Zinc BBs, 9bucks for 6000.........and a red-oak flat top slingshot with #64 sterling bands, im good for a long time.


----------



## Thirston (Jan 14, 2012)

strikewzen said:


> plastic BBs 15 per 2000 0.45grams 90% recovery rate at home (splits when hit target) i love plastic BBs!


I'm getting a small PeeWee shooter from A+ slingshots this week and have been thinking about using regular BBs or .25" steel shot. Perhaps these plastic BBs would be an alternative?

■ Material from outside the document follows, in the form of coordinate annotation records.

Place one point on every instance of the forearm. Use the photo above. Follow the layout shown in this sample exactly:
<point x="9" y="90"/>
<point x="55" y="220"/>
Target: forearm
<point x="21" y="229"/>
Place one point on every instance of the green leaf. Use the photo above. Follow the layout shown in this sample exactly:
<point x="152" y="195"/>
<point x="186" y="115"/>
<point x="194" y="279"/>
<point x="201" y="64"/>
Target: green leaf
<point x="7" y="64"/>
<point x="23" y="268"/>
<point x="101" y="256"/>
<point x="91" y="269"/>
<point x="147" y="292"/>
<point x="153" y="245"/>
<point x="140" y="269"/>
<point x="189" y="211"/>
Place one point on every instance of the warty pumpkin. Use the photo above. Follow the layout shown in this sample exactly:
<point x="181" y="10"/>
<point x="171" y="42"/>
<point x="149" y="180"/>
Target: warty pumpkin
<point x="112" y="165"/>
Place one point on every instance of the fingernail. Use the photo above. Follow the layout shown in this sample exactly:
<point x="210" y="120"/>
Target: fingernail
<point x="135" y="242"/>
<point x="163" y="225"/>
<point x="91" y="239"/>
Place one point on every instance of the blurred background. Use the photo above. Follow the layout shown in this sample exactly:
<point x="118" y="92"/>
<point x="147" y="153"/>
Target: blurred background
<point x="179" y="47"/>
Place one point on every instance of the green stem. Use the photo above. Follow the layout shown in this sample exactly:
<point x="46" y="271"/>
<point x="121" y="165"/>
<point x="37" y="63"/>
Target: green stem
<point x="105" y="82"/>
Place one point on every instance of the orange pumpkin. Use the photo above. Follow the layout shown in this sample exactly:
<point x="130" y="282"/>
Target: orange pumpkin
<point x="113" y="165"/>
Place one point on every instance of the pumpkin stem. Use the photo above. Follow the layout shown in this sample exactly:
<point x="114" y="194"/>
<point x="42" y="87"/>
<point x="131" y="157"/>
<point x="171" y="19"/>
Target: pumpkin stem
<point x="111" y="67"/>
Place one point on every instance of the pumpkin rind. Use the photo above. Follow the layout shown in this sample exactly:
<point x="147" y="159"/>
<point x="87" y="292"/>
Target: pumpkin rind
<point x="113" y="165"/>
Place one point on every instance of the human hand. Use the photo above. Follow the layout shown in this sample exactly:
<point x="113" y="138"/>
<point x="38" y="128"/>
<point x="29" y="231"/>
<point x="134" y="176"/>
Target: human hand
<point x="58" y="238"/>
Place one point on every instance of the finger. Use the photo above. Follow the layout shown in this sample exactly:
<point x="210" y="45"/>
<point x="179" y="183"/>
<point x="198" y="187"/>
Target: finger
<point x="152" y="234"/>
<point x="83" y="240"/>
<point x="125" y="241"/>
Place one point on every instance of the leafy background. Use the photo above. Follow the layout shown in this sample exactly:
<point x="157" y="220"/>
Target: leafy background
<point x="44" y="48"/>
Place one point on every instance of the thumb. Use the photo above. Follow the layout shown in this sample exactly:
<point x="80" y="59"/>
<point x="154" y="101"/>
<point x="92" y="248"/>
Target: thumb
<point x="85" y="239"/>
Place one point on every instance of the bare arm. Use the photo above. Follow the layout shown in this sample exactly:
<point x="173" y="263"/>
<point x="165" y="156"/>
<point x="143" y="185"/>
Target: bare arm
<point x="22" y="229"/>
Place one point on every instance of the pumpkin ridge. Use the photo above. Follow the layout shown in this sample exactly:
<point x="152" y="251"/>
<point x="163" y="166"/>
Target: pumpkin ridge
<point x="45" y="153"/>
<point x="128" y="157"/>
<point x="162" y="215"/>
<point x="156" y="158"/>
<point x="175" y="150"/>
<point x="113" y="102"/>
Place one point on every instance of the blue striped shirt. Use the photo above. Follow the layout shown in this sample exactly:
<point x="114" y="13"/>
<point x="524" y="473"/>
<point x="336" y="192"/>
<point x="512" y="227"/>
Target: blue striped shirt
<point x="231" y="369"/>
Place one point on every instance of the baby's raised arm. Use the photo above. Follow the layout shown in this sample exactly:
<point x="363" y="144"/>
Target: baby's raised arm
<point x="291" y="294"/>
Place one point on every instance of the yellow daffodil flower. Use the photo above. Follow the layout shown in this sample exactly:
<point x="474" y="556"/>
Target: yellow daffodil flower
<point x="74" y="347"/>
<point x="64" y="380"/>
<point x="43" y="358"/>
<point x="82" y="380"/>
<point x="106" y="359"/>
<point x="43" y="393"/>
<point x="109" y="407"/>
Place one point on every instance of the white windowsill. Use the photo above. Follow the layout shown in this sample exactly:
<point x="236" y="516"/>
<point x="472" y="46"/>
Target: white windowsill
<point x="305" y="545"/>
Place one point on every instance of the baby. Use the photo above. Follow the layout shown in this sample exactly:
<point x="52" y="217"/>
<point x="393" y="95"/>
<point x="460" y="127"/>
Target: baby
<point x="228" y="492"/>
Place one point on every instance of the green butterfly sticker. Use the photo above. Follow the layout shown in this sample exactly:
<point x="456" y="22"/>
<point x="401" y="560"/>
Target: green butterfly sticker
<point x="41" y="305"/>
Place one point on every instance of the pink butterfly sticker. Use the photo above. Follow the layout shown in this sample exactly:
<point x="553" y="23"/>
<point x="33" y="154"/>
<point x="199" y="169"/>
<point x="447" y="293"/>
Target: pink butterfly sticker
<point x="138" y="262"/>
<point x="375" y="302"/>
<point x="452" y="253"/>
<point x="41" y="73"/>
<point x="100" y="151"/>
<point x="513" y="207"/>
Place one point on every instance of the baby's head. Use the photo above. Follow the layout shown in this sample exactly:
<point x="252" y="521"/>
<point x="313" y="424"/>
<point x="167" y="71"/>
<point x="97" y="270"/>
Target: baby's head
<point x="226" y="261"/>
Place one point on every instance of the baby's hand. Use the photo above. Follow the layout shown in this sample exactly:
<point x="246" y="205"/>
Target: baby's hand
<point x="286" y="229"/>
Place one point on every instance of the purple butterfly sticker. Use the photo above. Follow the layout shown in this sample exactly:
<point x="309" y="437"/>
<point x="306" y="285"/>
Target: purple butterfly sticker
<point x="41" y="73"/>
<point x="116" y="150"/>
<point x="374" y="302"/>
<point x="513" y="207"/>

Are you using something like these?
http://www.airsoftat...Bag_p/65524.htm

Thanks for your help


----------



## SlingDaddy (Sep 24, 2012)

bosh said:


> I shoot targets with steel 9.5mm at £14.99 for 500, indoors 7m I use marbles£1 for 50, I bought a mould for £20 does 22x 12.7mm leads per cast for hunting, but buy 9.5mm lead £15 for 200, butterly shooting pheasants, also use 16mm lead which is free from a good lad on another site. YOU RULE LARD!


Where did you get your mould from? Mine only does 10 at a time and doubling up would speed casting no end.


----------



## Northerner (Nov 9, 2010)

Last year I bought 25# of 3/8 steel from Royal Steel Ball. That's a bit more than 3000 balls. Cost was $58.00USd shipped. It works out to less than 2 cents a ball. If I ordered 1/2" steel the cost would have worked out to just over 4 cents a ball.

Cheers,

Northerner


----------



## Berkshire bred (Mar 4, 2012)

i spend a reosonable amount considering i am only 15 but i also try to recover whatever ammo i can but in my opinion for the fun that i get out of shooting it is worth the money.


----------



## SlingDaddy (Sep 24, 2012)

More than I'd like, but I do quite a bit of stump shooting and don't recover much.

I'm working on a new portable catchbox at the moment, so hopefully will reuse more ammo in future.


----------